Vor drei Jahren hatte der frühere Nationalspieler Mehmet Scholl mit seiner harschen Kritik an der DFB-Trainerausbildung für Aufsehen gesorgt. Scholl hatte den Lehrgang als "Gehirnwäsche" bezeichnet, die zur Folge hätte, dass unter den beim DFB ausgebildeten Trainern nur "weichgespülte" Profis eine Chance erhielten. Auch wenn Scholl es etwas überspitzt formuliert habe, ganz falsch habe er mit seiner Kritik nicht gelegen, meint Langeneke. "Ich sehe das auch am Nachwuchsleistungszentrum in Düsseldorf: Die Fußballer werden sich immer ähnlicher. Sie durchlaufen die Nachwuchsleistungszentren, aber so richtige Ausreißer nach links oder rechts gibt es nicht. Heute kann man im Profibereich bei 90 Prozent der Interviews weghören, weil in der Tat immer dasselbe kommt."
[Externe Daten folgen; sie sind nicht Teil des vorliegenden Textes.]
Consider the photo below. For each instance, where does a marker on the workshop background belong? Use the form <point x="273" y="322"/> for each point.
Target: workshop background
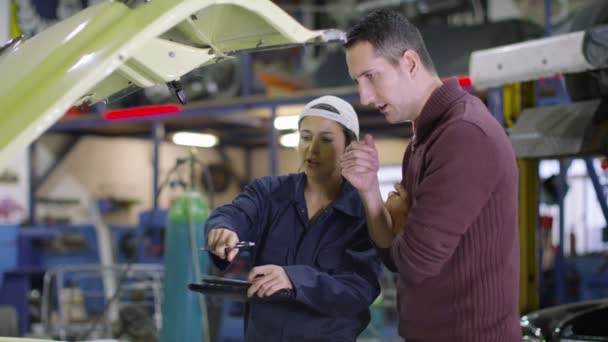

"Leistungsorientierter Nachwuchsfußball" taucht im neuen DFB-Konzept zur Trainerausbildung unter dem Stichwort "Schwerpunkt Fußball" lediglich als siebter von acht Unterpunkten auf. "Wir haben zwar darüber gesprochen, aber bei uns war die Nachwuchsarbeit kein Schwerpunkt", sagt Langeneke. Im Bereich des Profifußballs sei es auch nicht mehr nötig, die Trainer darauf hinzuweisen, dass sie Individualität fördern müssten: "Jeder Trainer hat gerne Typen, die auch mal etwas Besonderes machen und Eingefahrenes aufbrechen. Denn wenn elf taktisch und körperlich gut geschulte Fußballer auf beiden Seiten des Platzes stehen, ist die Gefahr groß, dass sich das Ganze neutralisiert. Deshalb werden wir wahrscheinlich in Zukunft mehr ausgeglichene Spiele haben, in denen auch weniger Tore fallen."

Kein Problem mit Müller

Die Zeiten, in denen verdiente deutsche Nationalspieler – wie Jürgen Klinsmann, Matthias Sammer und Andreas Köpke im Jahr 2000 - in einem Crash-Kurs an der DFB-Akademie ihren Trainerschein machen konnten, liegen lange zurück. "Das ist auch gut so", findet Langeneke. "Ich hätte kein Problem damit, wenn jetzt zum Beispiel einem Thomas Müller einfach der Trainerschein gegeben würde. Der hat so viel erlebt und mitgenommen. Trotzdem würde auch er merken, dass der Trainerberuf ein ganz anderer ist als der des Spielers. Deshalb macht es für jeden Sinn, diese Ausbildung zu machen."

Jens Langeneke in seiner aktiven Zeit als Spieler
Langeneke als Bundesligaspieler (2013)Bild: picture-alliance/dpa/F. Scheidemann

Langeneke hat als Verteidiger für Fortuna Düsseldorf in der ersten und zweiten Bundesliga gespielt, bevor er Trainer wurde. Der 43-Jährige träumt davon, eines Tages selbst eine Profimannschaft zu betreuen. "Man macht den Lehrgang zum Fußballlehrer ja nicht, um die nächsten 20 Jahre im Nachwuchsbereich zu verbringen", sagt Langeneke. "Man muss im Profibereich jedoch auch ein bisschen Glück haben. Aber wenn es eines Tages passieren sollte, fühle ich mich gut vorbereitet." Bis ins Halbfinale der Champions League ist es dann aber immer noch ein weiter Weg.